“There’s a lot of books out there – a lot,” Bush said. “I don’t know if I’ve set the record, or not, but I guess it means that I’ve made some hard decisions and will continue to make hard decisions.” He suggested that “somebody ought to add up the number of pages that have been written about my administration.”
We didn’t count the book pages but we did check the number of books that have been published during the nearly six years of the Bush administration. Then we compared that to the number published during Bill Clinton’s first six years in office. And the president is right. There have been a lot of books published about his administration–approximately 230 for Bush, compared to 157 published on the Clinton presidency from 1993 to 1998 (217 books were published during the full eight years of Clinton’s administration).

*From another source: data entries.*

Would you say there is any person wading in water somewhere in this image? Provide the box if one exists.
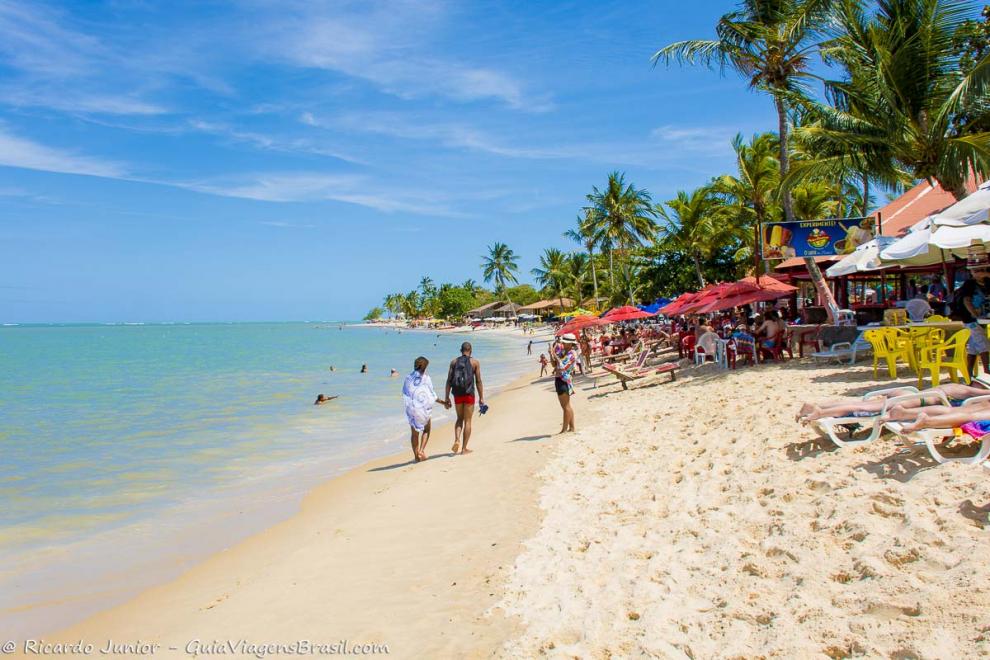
[444,342,485,454]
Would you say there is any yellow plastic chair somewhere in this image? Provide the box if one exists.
[863,328,914,378]
[918,328,971,389]
[907,326,945,371]
[886,328,918,373]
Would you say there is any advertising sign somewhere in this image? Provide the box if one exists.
[763,218,876,259]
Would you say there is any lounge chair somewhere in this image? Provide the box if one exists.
[811,332,872,364]
[812,387,918,448]
[884,394,990,465]
[602,362,680,390]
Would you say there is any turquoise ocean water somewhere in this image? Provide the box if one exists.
[0,323,534,634]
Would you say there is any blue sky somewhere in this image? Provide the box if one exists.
[0,0,792,323]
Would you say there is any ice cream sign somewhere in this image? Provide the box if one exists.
[763,218,876,259]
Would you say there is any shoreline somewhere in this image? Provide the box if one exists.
[31,364,588,655]
[0,324,548,636]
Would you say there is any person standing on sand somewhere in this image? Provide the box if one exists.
[550,332,578,433]
[402,356,450,463]
[444,341,485,454]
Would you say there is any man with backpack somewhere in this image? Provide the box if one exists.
[444,342,485,454]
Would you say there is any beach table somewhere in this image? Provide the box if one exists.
[787,323,822,355]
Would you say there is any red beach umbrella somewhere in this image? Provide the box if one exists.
[602,305,655,323]
[554,316,611,337]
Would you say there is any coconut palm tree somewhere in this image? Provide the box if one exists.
[587,172,657,303]
[531,248,568,309]
[384,293,403,318]
[481,243,519,303]
[564,208,601,302]
[797,0,990,199]
[565,252,598,305]
[653,0,838,322]
[656,186,734,287]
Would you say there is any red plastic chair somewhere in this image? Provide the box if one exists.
[680,332,697,360]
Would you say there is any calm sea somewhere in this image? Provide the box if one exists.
[0,323,534,635]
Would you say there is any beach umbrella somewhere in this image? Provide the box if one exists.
[602,305,653,323]
[660,290,704,316]
[825,236,894,277]
[554,316,611,337]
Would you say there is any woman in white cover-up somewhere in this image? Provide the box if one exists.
[402,356,450,463]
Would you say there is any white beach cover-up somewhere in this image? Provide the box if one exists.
[402,371,437,432]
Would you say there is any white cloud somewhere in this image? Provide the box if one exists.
[650,125,739,156]
[189,119,365,165]
[180,172,458,216]
[0,126,126,178]
[253,1,553,112]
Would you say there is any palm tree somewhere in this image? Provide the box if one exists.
[565,252,598,305]
[712,133,782,264]
[531,248,567,309]
[481,243,519,303]
[657,186,733,287]
[587,172,657,303]
[384,293,403,318]
[653,0,840,322]
[564,209,601,304]
[798,0,990,199]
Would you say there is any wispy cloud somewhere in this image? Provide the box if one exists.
[650,125,739,155]
[258,220,316,229]
[188,119,365,165]
[255,0,553,112]
[181,172,458,216]
[0,125,127,178]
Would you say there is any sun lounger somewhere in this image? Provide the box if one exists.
[884,394,990,465]
[812,387,918,448]
[602,362,680,390]
[811,332,872,364]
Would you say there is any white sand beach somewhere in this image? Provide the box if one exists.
[35,361,990,658]
[500,362,990,658]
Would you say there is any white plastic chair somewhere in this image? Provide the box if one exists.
[694,332,718,365]
[884,394,990,465]
[811,332,873,364]
[715,339,729,369]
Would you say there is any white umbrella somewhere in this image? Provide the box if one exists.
[880,218,969,266]
[825,236,896,277]
[931,181,990,227]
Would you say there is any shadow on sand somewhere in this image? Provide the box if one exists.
[784,438,839,461]
[509,433,553,442]
[368,452,456,472]
[855,447,938,483]
[959,500,990,529]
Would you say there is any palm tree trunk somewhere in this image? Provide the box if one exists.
[773,95,839,323]
[592,245,598,306]
[691,252,705,289]
[859,172,870,218]
[608,246,615,295]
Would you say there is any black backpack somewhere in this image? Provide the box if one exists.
[450,355,474,394]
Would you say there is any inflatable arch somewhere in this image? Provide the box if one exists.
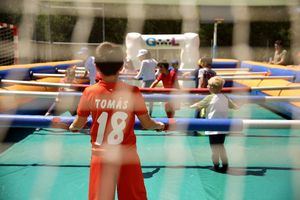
[125,32,200,69]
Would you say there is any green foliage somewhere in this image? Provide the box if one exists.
[249,22,291,47]
[105,18,127,44]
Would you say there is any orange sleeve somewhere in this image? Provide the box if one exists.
[133,87,148,115]
[156,73,163,81]
[77,90,91,117]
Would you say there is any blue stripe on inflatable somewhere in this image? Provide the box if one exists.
[0,114,243,131]
[30,66,56,73]
[212,61,238,68]
[241,61,300,83]
[55,62,82,69]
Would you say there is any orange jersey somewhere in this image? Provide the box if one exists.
[77,81,148,148]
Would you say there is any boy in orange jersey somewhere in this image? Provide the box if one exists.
[69,42,164,200]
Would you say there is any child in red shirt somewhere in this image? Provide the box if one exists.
[69,42,164,200]
[150,62,179,118]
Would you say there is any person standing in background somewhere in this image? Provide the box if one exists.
[150,61,180,118]
[134,49,157,116]
[77,47,97,85]
[135,49,157,88]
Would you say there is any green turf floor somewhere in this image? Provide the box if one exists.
[0,104,300,200]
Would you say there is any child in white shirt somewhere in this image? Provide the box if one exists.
[191,76,238,173]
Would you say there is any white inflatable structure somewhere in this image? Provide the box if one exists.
[125,33,200,69]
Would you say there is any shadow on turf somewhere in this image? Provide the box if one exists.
[143,167,160,178]
[210,167,267,176]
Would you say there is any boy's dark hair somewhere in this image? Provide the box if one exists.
[157,61,169,69]
[274,40,283,46]
[95,42,124,76]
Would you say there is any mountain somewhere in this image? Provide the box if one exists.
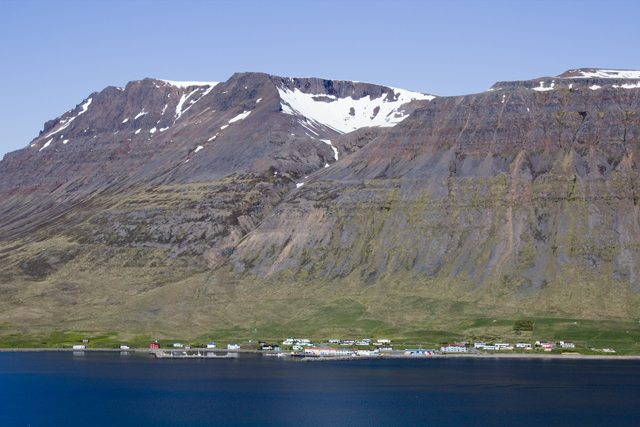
[0,69,640,344]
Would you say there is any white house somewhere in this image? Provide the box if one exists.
[404,348,436,356]
[304,347,356,356]
[516,342,531,350]
[440,344,467,353]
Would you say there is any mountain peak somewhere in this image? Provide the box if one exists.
[558,68,640,79]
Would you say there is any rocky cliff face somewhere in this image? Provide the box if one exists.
[0,69,640,338]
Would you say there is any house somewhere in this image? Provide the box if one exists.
[304,347,355,356]
[440,344,467,353]
[404,348,436,356]
[356,349,380,356]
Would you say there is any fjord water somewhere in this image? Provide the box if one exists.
[0,352,640,427]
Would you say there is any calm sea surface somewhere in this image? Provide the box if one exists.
[0,353,640,427]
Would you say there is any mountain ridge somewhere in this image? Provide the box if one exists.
[0,69,640,344]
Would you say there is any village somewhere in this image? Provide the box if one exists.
[120,337,615,358]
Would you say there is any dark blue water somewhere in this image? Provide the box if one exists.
[0,353,640,427]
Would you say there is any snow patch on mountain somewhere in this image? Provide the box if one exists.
[229,111,251,123]
[278,88,435,135]
[38,138,53,151]
[569,70,640,79]
[158,79,220,89]
[320,139,338,162]
[76,98,92,117]
[533,81,556,92]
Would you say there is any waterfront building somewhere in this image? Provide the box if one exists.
[440,344,467,353]
[304,347,356,356]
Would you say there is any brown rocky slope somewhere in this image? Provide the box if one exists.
[0,69,640,342]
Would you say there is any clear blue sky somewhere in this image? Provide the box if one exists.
[0,0,640,156]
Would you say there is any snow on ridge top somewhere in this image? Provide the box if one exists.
[569,70,640,79]
[278,88,435,134]
[158,79,220,88]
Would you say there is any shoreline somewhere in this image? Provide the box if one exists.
[0,348,640,362]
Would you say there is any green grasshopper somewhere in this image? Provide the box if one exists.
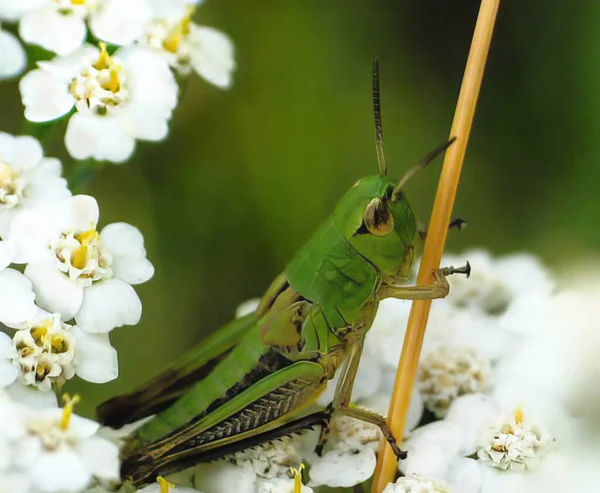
[98,60,470,487]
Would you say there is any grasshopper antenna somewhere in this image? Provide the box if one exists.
[392,137,456,202]
[372,57,387,176]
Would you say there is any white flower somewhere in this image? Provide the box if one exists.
[0,390,119,493]
[10,195,154,332]
[18,392,119,493]
[442,250,555,314]
[0,132,71,238]
[228,438,300,478]
[19,0,150,55]
[383,474,454,493]
[417,346,492,418]
[477,408,553,470]
[19,44,178,163]
[140,0,235,89]
[399,386,580,493]
[0,22,27,80]
[498,287,600,421]
[304,415,381,488]
[0,310,118,391]
[191,460,313,493]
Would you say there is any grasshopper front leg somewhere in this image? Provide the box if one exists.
[375,262,471,301]
[316,331,406,460]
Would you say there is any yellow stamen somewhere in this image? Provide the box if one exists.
[30,327,48,346]
[102,65,121,94]
[71,245,87,270]
[290,462,304,493]
[156,476,175,493]
[514,406,523,425]
[92,43,113,70]
[60,394,81,431]
[50,334,67,353]
[75,231,101,245]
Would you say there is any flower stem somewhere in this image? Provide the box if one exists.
[371,0,500,493]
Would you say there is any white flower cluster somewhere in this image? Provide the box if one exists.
[0,133,154,399]
[182,251,600,493]
[0,390,119,493]
[0,0,235,163]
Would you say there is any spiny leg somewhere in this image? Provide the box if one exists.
[337,407,406,460]
[417,217,467,241]
[375,262,471,300]
[331,332,406,460]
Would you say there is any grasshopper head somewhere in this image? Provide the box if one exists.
[333,175,417,277]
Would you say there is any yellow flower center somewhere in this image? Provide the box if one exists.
[60,394,81,431]
[290,463,304,493]
[156,476,175,493]
[513,406,523,425]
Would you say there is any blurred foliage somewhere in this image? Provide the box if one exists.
[0,0,600,412]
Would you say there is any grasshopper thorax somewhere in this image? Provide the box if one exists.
[333,175,417,277]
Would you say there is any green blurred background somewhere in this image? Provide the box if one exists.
[0,0,600,413]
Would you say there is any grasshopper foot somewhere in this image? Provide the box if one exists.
[440,261,471,279]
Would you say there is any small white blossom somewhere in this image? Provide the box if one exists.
[19,44,178,163]
[0,390,119,493]
[0,26,27,80]
[383,474,454,493]
[477,408,554,470]
[417,346,492,418]
[442,250,555,314]
[15,0,150,55]
[0,269,38,327]
[140,0,235,89]
[0,310,118,391]
[228,438,300,478]
[0,132,71,238]
[10,195,154,333]
[305,416,381,488]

Next week, 166 new pages of Bush-bashing will arrive in stores. “Destined for Destiny, the Unauthorized Autobiography of George W. Bush” was co-written by Peter Hilleren and Scott Dikkers, editor-in-chief of The Onion, which should tell you everything you need to know about the book. “Destined for Destiny” certainly looks and feels like the real deal, an actual memoir, thanks to the cover’s straightforward presidential design . But a closer look reveals that the badge on the upper-left corner of the jacket reads: WINNER OF THE SUPER SPECIAL PRESIDENTIAL AWARD FOR BIOGRAPHIZING. And with that, the opening shot is fired.
As they do when they send up the commander-in-chief on their weekly web radio address, the book’s authors mock key moments in the president’s life in his own voice, uncannily imitating his speech patterns and mercilessly lampooning his famous malapropisms. A sample passage, on the decision to invade Iraq: “There were many good reasons to go to war with Iraq. The first one I proposed was that I was the Commander-in-Chief, and I was ordering it.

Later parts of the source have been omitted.